Some Twitter users are already abusing the platform’s new for-purchase verification badges by impersonating high-profile athletes, including NBA star Lebron James.
The spoof accounts, which popped up on Wednesday afternoon, come after Twitter officially began rolling out the $7.99 version of its Twitter Blue subscription service, which allows users to pay for a blue checkmark indicating they have been verified. Many blue checks already belong to celebrities, businesses and journalists.
Those who appear to have been parodied as of Wednesday afternoon include: James, Major League Baseball pitcher Aroldis Chapman, and National Hockey League center Connor McDavid. The fake accounts for all three have since been suspended.

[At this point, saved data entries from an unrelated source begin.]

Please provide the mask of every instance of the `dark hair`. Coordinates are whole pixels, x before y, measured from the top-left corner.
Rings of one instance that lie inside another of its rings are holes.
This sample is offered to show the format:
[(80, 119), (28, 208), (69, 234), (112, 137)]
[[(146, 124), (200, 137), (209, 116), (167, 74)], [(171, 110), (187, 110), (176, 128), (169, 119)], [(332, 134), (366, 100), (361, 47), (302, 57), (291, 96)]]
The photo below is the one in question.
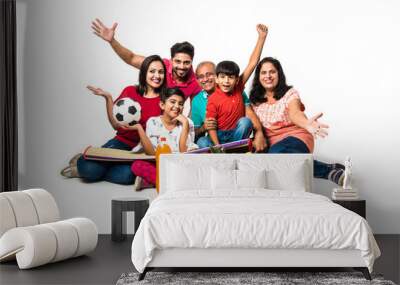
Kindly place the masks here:
[(260, 103), (267, 102), (267, 98), (265, 97), (266, 90), (261, 85), (261, 82), (260, 82), (261, 67), (266, 62), (271, 63), (278, 71), (278, 84), (276, 85), (276, 87), (274, 89), (274, 98), (276, 100), (281, 99), (285, 95), (285, 93), (290, 88), (292, 88), (292, 86), (289, 86), (286, 84), (286, 76), (285, 76), (285, 73), (283, 73), (282, 65), (279, 62), (279, 60), (277, 60), (273, 57), (264, 57), (258, 63), (258, 65), (256, 67), (256, 71), (254, 73), (253, 83), (251, 85), (251, 90), (250, 90), (250, 102), (252, 104), (260, 104)]
[(177, 53), (186, 53), (191, 59), (194, 57), (194, 47), (189, 42), (176, 43), (171, 47), (171, 58)]
[(167, 101), (167, 99), (169, 97), (171, 97), (172, 95), (177, 95), (182, 97), (183, 101), (185, 101), (185, 94), (182, 92), (181, 89), (179, 89), (178, 87), (174, 87), (174, 88), (167, 88), (165, 89), (165, 92), (163, 92), (161, 94), (161, 102), (165, 103), (165, 101)]
[(239, 76), (240, 67), (233, 61), (224, 60), (218, 63), (215, 73), (217, 74), (217, 76), (220, 73), (224, 73), (226, 75)]
[[(167, 73), (167, 68), (165, 67), (164, 62), (159, 55), (150, 55), (150, 56), (146, 57), (143, 60), (142, 65), (140, 66), (139, 84), (136, 86), (138, 93), (142, 96), (147, 92), (147, 82), (146, 82), (147, 71), (149, 70), (150, 64), (154, 61), (161, 62), (162, 66), (164, 68), (164, 73), (165, 74)], [(167, 78), (165, 75), (164, 80), (161, 83), (160, 87), (158, 87), (154, 91), (156, 93), (162, 94), (164, 92), (164, 89), (166, 88), (166, 85), (167, 85)]]

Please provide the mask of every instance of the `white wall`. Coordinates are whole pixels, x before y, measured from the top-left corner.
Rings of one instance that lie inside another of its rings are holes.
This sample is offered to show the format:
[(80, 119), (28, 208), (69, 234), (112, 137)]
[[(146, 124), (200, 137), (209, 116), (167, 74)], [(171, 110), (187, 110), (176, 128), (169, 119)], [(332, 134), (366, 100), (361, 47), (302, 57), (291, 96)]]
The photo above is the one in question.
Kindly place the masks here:
[[(331, 127), (315, 155), (351, 155), (355, 185), (367, 200), (375, 233), (400, 233), (400, 57), (395, 0), (378, 1), (106, 1), (17, 0), (21, 188), (42, 186), (64, 217), (88, 216), (109, 232), (109, 199), (130, 187), (64, 180), (58, 173), (85, 146), (111, 138), (102, 98), (87, 84), (118, 95), (138, 72), (92, 34), (95, 17), (119, 23), (117, 39), (143, 55), (169, 56), (177, 41), (194, 44), (194, 63), (232, 59), (244, 68), (255, 25), (270, 27), (264, 56), (281, 60), (307, 114), (324, 112)], [(249, 84), (248, 84), (249, 85)], [(317, 193), (334, 185), (316, 180)]]

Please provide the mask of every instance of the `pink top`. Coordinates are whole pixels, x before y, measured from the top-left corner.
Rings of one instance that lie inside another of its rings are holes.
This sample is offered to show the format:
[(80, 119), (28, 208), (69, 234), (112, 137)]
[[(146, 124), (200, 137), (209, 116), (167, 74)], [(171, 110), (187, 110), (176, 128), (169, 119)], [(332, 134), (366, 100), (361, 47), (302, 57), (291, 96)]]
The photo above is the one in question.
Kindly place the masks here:
[[(270, 145), (292, 136), (303, 141), (310, 152), (314, 151), (314, 138), (306, 129), (296, 126), (289, 118), (289, 103), (300, 100), (299, 93), (294, 89), (289, 89), (286, 94), (275, 103), (264, 102), (253, 106), (254, 111), (261, 124), (266, 129)], [(304, 105), (302, 104), (303, 111)]]
[(189, 70), (188, 80), (186, 82), (182, 83), (176, 82), (172, 76), (171, 60), (164, 58), (163, 61), (165, 67), (167, 68), (166, 78), (167, 78), (168, 88), (178, 87), (179, 89), (182, 90), (183, 94), (185, 94), (186, 98), (190, 97), (191, 99), (193, 99), (193, 97), (202, 90), (199, 83), (196, 80), (193, 68)]

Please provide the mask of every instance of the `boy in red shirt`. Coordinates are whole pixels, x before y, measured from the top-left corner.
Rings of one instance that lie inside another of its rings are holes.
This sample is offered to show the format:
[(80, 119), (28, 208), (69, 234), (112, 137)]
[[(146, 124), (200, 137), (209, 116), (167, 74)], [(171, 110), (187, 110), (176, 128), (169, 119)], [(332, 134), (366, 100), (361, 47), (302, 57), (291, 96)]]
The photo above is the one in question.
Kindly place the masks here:
[(257, 44), (247, 67), (240, 76), (240, 68), (233, 61), (222, 61), (217, 65), (217, 87), (208, 99), (206, 118), (214, 118), (217, 121), (218, 130), (209, 130), (209, 136), (201, 137), (197, 141), (200, 148), (248, 138), (253, 125), (256, 128), (260, 127), (259, 122), (245, 117), (242, 98), (244, 85), (260, 60), (268, 28), (258, 24), (257, 32)]

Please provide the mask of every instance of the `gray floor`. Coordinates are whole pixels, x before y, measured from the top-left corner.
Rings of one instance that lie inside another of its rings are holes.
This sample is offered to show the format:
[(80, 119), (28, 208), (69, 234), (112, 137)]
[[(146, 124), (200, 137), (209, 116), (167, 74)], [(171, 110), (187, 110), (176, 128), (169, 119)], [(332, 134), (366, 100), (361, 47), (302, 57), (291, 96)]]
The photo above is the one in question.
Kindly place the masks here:
[[(375, 236), (382, 256), (375, 263), (375, 272), (399, 283), (400, 235)], [(100, 235), (97, 249), (78, 257), (30, 270), (19, 270), (15, 262), (0, 265), (0, 284), (115, 284), (124, 272), (134, 271), (130, 261), (132, 238), (121, 243)], [(340, 270), (338, 270), (340, 271)]]
[(111, 241), (100, 235), (97, 248), (88, 256), (45, 266), (18, 270), (16, 262), (0, 264), (0, 284), (115, 284), (124, 272), (134, 271), (130, 260), (132, 238)]

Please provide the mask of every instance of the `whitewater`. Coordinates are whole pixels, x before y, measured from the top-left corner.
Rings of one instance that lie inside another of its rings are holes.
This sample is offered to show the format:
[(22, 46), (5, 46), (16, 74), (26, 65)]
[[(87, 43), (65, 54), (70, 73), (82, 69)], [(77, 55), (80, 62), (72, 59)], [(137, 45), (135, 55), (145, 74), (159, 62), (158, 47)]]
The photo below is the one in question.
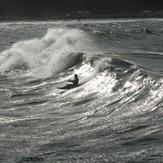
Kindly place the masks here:
[(0, 23), (0, 162), (163, 162), (162, 127), (162, 19)]

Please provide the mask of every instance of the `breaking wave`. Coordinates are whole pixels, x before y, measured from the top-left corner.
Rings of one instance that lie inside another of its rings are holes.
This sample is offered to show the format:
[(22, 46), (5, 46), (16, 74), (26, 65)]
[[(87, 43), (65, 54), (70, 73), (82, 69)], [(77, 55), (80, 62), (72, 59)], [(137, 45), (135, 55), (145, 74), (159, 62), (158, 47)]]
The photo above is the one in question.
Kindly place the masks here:
[(34, 76), (48, 77), (76, 65), (82, 58), (86, 34), (77, 29), (49, 29), (41, 39), (15, 43), (0, 54), (0, 72), (30, 70)]

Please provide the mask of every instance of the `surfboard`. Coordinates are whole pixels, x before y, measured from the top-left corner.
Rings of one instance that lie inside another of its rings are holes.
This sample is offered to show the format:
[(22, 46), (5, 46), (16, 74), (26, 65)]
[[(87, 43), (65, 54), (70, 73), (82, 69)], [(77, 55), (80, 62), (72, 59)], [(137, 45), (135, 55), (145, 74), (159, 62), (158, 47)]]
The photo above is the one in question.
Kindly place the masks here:
[(58, 89), (73, 89), (73, 88), (76, 88), (76, 87), (79, 87), (80, 85), (73, 85), (73, 84), (68, 84), (66, 86), (63, 86), (63, 87), (58, 87)]

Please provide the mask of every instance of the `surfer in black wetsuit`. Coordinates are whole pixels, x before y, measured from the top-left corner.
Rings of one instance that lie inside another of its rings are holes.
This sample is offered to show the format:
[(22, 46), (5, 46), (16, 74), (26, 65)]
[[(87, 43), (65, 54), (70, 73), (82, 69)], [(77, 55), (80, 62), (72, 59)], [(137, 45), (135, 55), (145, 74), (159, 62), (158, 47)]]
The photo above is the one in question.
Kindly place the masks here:
[(79, 83), (79, 78), (78, 78), (78, 75), (77, 74), (75, 74), (74, 75), (74, 80), (68, 80), (68, 82), (72, 82), (73, 84), (73, 86), (77, 86), (78, 85), (78, 83)]
[(79, 78), (78, 78), (78, 75), (75, 74), (74, 75), (74, 80), (68, 80), (68, 82), (72, 82), (72, 84), (67, 84), (66, 86), (64, 87), (59, 87), (59, 89), (72, 89), (72, 88), (75, 88), (78, 86), (79, 84)]

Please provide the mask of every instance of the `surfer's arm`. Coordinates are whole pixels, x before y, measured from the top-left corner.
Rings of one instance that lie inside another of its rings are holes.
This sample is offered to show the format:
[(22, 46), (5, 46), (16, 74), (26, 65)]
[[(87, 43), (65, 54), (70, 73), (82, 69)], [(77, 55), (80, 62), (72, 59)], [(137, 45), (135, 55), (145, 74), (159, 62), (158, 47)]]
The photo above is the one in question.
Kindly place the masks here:
[(68, 82), (74, 82), (74, 80), (68, 80)]

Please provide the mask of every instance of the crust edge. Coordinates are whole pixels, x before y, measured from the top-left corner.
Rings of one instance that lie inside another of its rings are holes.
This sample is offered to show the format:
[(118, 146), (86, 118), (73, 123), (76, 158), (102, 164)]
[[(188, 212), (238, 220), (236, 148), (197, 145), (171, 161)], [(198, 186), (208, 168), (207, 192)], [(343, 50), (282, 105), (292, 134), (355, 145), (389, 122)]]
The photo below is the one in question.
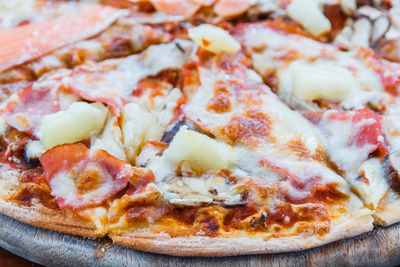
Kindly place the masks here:
[(330, 242), (355, 237), (373, 230), (372, 216), (353, 218), (333, 226), (331, 231), (318, 239), (314, 235), (300, 235), (263, 240), (261, 237), (212, 238), (204, 236), (169, 237), (166, 234), (133, 232), (110, 235), (114, 244), (172, 256), (232, 256), (281, 253), (318, 247)]
[(41, 205), (24, 207), (0, 199), (0, 213), (26, 224), (66, 234), (91, 238), (104, 236), (90, 221)]

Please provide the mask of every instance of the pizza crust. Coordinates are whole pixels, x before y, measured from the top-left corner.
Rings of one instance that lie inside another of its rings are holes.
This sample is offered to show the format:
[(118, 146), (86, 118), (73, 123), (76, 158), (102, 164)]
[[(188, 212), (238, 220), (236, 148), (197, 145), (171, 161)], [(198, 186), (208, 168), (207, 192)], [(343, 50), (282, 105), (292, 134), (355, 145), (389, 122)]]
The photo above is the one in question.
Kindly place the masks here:
[(354, 237), (373, 229), (373, 218), (369, 215), (343, 220), (332, 226), (331, 231), (318, 239), (315, 235), (298, 235), (291, 237), (213, 238), (204, 236), (170, 237), (167, 234), (143, 232), (111, 235), (115, 244), (147, 252), (168, 254), (172, 256), (232, 256), (262, 253), (280, 253), (299, 251), (321, 246), (344, 238)]
[(400, 222), (400, 200), (387, 203), (373, 214), (376, 223), (388, 226)]
[(86, 237), (102, 237), (94, 223), (74, 215), (71, 211), (56, 211), (42, 205), (19, 206), (0, 199), (0, 213), (18, 221), (48, 230)]

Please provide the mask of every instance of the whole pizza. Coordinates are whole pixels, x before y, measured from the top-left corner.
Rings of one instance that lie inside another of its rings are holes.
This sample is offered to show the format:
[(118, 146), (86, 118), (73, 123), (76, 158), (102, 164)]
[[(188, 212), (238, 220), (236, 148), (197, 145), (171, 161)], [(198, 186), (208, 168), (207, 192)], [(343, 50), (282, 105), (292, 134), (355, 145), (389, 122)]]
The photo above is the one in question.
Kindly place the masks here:
[(400, 2), (0, 3), (0, 212), (183, 256), (400, 221)]

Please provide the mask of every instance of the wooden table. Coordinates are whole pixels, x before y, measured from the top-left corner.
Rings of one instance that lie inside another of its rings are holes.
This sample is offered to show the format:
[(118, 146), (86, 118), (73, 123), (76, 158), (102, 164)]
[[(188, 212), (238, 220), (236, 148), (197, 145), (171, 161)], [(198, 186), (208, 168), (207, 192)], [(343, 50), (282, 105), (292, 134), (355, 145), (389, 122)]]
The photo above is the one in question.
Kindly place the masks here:
[(21, 258), (3, 248), (0, 247), (0, 266), (6, 267), (41, 267), (42, 265), (33, 263), (24, 258)]

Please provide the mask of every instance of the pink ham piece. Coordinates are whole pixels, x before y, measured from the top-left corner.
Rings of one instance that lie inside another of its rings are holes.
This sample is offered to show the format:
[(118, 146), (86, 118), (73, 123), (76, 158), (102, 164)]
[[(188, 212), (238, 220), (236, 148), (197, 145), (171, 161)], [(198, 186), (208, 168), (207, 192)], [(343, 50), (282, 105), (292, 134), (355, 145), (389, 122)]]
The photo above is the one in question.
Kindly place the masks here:
[(0, 30), (0, 72), (94, 36), (120, 15), (110, 6), (86, 5), (56, 19)]
[(43, 116), (60, 110), (59, 86), (56, 80), (30, 84), (12, 98), (0, 114), (10, 126), (38, 137)]
[(81, 143), (56, 146), (40, 157), (51, 194), (61, 209), (101, 205), (128, 185), (134, 168)]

NBC News has reached out to representatives for these athletes. A spokesperson for Twitter did not immediately respond to a request for comment.
A bogus tweet from the verified account impersonating James came from the handle “@KINGJamez.” It erroneously claimed that the Lakers player had requested a trade.
The tweet from the verified account pretending to be McDavid falsely claimed the player was signing with the New York Islanders.
The tweet from the handle “@AroIdisChapman,” which differs from the MLB player’s actual handle “@AChapman_105,” claimed he had signed a three-year contract with the New York Yankees.
The fake Chapman account wrote a follow-up tweet, seemingly clarifying it’s a joke. The account, prior to being suspended, listed itself as a “parody” account in the bio.
Musk, who officially acquired Twitter in late October, has faced intense scrutiny for his decision to make verification, a tool used to ensure the person posting is who they say they are, a subscription-based product. Some have raised concerns about how this could affect the spread of misinformation on the platform.
In recent days, several previously verified users who impersonated Musk were banned from the platform. Comedian Kathy Griffin, YouTube personality Ethan Klein and “Mad Men” actor Rich Sommer were each suspended over the weekend after they changed their display names and profile pictures to match Musk’s.
Prior to Musk’s Twitter acquisition, the platform had rules against impersonation and rules about how parody accounts could be used on the site. Accounts had to clearly label that they were a parody of the person or platform they were impersonating.